Otoritas Jasa Keuangan (OJK) mencatat penyaluran kredit perbankan tumbuh 9,96% secara tahunan atau year on year (yoy) pada Januari 2026 menjadi Rp 8.557 triliun. Realisasi tersebut lebih tinggi dibandingkan pertumbuhan Desember 2025 yang sebesar 9,63%.
Kepala Eksekutif Pengawas Perbankan OJK Dian Ediana Rae mengatakan, berdasarkan jenis penggunaan, kredit investasi mencatat pertumbuhan tertinggi sebesar 22,38%. Disusul kredit konsumsi 6,58% dan kredit modal kerja 4,13%.
Dari sisi debitur, kredit korporasi tumbuh 16,07% yoy. Berdasarkan kepemilikan bank, kredit bank BUMN meningkat 13,43% secara tahunan. Sementara itu, dana pihak ketiga (DPK) tumbuh 13,48% yoy menjadi Rp 10.076 triliun, sedikit melambat dibandingkan bulan sebelumnya.
“Desember yang lalu tercatat sebesar 13,83% year on year, menjadi sebesar Rp 10.076 triliun, dengan giro, depositer, dan tabungan masing-masing tumbuh sebesar 19,75%, 12,61%, dan 8,27% year on year,” kata Dian dalam Rapat Dewan Komisioner Bulanan Februari 2026 di Jakarta, Selasa (3/3).
Rasio alat likuid terhadap non-core deposit (ALNCD) tercatat 121,23% atau turun dari 126,19% pada Desember 2025. Adapun rasio alat likuid terhadap DPK (ALDPK) sebesar 27,54%, turun dibandingkan 28,57% pada bulan sebelumnya. Meski menurun, kedua rasio tersebut masih di atas ambang batas masing-masing 50% dan 10%.
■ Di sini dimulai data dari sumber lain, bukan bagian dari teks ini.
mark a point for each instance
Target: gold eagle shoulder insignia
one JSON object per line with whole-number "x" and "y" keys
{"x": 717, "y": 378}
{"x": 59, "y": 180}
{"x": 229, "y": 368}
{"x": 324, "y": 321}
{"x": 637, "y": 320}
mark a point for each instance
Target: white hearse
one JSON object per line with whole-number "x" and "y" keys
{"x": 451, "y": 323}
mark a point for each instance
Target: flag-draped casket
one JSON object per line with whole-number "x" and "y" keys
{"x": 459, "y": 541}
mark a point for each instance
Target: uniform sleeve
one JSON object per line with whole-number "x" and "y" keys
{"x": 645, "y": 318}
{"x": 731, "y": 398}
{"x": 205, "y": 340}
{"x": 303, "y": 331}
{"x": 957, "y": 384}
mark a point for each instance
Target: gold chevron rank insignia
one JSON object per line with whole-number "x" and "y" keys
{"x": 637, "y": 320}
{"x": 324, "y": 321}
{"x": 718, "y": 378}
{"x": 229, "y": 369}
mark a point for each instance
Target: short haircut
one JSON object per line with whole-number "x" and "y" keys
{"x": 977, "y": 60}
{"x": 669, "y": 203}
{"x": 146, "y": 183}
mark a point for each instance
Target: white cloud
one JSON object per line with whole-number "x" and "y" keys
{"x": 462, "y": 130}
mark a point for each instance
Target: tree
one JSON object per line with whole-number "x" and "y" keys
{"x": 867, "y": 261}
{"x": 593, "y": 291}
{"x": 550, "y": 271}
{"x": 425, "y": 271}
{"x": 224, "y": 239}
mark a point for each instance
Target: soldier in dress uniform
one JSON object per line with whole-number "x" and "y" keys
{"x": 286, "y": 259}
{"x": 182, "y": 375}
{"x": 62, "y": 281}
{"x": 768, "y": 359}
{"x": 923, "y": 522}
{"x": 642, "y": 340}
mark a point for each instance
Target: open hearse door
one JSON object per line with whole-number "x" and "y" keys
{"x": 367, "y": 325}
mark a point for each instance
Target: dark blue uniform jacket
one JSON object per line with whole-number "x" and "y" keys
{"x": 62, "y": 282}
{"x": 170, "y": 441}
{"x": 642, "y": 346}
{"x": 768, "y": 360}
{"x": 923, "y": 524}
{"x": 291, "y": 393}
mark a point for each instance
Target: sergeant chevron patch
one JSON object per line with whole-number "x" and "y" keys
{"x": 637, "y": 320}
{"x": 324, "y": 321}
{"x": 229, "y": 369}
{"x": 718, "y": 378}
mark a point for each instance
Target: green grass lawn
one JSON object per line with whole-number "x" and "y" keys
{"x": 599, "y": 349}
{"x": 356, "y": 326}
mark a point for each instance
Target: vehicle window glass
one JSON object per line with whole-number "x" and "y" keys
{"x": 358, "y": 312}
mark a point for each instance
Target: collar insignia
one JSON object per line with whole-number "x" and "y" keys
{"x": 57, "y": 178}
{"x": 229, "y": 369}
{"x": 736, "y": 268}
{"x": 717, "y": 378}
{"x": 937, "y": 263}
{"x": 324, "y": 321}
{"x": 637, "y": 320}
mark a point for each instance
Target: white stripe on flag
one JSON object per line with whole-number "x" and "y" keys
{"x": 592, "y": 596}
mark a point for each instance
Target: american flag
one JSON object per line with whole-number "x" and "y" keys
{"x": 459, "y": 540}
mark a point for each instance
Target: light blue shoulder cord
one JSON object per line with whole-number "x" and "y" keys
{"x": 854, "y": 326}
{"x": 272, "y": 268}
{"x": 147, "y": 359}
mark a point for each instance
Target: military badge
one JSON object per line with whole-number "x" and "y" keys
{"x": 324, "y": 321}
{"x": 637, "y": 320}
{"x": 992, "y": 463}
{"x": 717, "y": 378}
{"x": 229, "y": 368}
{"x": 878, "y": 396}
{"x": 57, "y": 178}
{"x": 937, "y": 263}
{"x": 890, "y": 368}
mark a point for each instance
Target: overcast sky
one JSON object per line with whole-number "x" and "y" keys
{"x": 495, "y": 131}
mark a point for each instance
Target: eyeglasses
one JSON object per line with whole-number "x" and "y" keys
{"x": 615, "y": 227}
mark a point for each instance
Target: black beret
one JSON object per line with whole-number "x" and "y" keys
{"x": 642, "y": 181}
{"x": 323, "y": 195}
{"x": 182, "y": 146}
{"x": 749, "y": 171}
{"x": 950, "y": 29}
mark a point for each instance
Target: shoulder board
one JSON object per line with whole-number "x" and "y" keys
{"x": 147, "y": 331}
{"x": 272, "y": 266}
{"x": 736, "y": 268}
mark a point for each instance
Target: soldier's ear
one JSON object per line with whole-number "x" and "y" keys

Liquidity Coverage Ratio (LCR) berada di level 197,92%. Kualitas kredit tetap terjaga dengan rasio kredit bermasalah (NPL) gross 2,14%, sedikit naik dari 2,05% pada Desember, serta NPL net 0,82% dari sebelumnya 0,79%.
Loan at Risk (LAR) tercatat 9,01%, meningkat dari 8,77% pada Desember 2025. Profitabilitas perbankan yang tercermin dari Return on Assets (ROA) sebesar 2,49%, turun tipis dari 2,53%. Sementara permodalan tetap kuat dengan rasio kecukupan modal (CAR) 25,87%.
Di sisi penguatan sektor, OJK menetapkan POJK Nomor 1 Tahun 2026 tentang penggunaan tenaga kerja asing dan program alih pengetahuan oleh bank umum, serta Peraturan ADK Nomor 1 Tahun 2026 terkait penyelenggaraan teknologi informasi oleh bank umum.
Dalam upaya pemberantasan judi online yang berdampak pada perekonomian dan sektor keuangan, OJK meminta perbankan memblokir 32.556 rekening. Angka ini meningkat dari sebelumnya 32.144 rekening berdasarkan data Kementerian Komunikasi dan Digital (Komdigi).
OJK juga meminta bank menutup rekening yang terindikasi memiliki kesesuaian nomor identitas kependudukan (NIK) serta menerapkan enhanced due diligence (EDD).